L’une des principales préoccupations de la SSMI est d’être une société qui représente la médecine intensive pour adultes et la médecine intensive pédiatrique d’une manière similaire. La SSMI s’efforce par conséquent d’intégrer plus largement la médecine intensive pédiatrique dans ses projets.

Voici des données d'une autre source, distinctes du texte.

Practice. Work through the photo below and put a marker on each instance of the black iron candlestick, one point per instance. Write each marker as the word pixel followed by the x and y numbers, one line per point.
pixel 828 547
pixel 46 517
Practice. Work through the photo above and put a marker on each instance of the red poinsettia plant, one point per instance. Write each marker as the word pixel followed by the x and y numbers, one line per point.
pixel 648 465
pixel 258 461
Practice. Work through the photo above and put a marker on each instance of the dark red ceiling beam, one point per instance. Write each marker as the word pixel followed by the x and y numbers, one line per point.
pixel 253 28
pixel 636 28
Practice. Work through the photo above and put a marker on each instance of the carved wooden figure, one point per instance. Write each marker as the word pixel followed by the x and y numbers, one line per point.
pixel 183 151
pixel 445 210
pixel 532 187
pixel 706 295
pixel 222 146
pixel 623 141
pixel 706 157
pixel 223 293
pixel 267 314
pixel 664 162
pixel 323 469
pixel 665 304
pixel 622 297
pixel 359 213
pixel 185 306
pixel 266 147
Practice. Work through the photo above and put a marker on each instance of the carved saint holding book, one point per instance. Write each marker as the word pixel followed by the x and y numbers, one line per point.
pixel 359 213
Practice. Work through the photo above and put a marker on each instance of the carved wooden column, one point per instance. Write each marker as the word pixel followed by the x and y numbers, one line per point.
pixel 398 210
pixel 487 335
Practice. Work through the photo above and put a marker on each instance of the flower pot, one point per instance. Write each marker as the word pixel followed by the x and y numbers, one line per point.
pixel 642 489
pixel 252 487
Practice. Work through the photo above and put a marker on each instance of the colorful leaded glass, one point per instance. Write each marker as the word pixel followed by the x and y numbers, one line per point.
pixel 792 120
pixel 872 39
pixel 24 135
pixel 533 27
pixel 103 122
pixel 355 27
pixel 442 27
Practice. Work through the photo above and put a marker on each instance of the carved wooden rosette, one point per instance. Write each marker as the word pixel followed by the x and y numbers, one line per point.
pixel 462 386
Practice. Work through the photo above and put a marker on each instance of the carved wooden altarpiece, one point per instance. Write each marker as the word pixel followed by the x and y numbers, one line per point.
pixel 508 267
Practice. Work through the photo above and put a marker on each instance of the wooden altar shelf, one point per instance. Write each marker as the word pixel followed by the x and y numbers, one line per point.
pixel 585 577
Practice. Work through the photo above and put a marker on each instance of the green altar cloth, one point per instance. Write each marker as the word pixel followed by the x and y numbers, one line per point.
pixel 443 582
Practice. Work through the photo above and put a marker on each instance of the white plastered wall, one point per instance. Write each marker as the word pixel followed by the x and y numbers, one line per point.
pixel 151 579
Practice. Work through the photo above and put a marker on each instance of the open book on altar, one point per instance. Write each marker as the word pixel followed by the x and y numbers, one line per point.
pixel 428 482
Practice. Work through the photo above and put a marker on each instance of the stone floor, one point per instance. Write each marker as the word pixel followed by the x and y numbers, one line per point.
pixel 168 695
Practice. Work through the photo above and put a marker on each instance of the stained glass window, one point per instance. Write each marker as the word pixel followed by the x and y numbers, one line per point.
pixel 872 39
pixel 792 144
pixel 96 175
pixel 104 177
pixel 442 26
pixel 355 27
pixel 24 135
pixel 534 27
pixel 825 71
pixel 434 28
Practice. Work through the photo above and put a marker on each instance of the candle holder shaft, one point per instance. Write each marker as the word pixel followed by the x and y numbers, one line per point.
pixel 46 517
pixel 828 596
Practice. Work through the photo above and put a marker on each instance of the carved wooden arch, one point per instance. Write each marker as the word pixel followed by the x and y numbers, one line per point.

Ainsi, la Commission pour la formation postgrade et continue des Médecins (CFPC-Médecins) examinera prochainement comment garantir l’équité entre la médecine intensive pédiatrique et la médecine intensive pour adultes au cours de l’examen commun pour l’obtention du titre de spécialiste fédéral.

L’essentiel en bref

• Les enfants représentent près de 6% des patientes et patients dans les services suisses de soins intensifs.
• La pédiatrie est sous-financée, environ 5% pour cent des frais d’hospitalisation ne sont pas couverts.
• Le dosage des médicaments doit être calculé individuellement pour chaque enfant, parce que les médicaments et les posologies standards sont mis au point pour des adultes.
• Par rapport aux autres services, les proches souhaitent davantage être impliqués dans les processus.
• L’équipe soignante s’efforce donc autant que possible de créer un climat de sécurité familiale et d’impliquer activement les proches dans toutes les mesures.
• Une bonne coordination de la transition entre médecine pédiatrique et médecine pour adultes est importante, tant pour les patientes et patients que les équipes soignantes.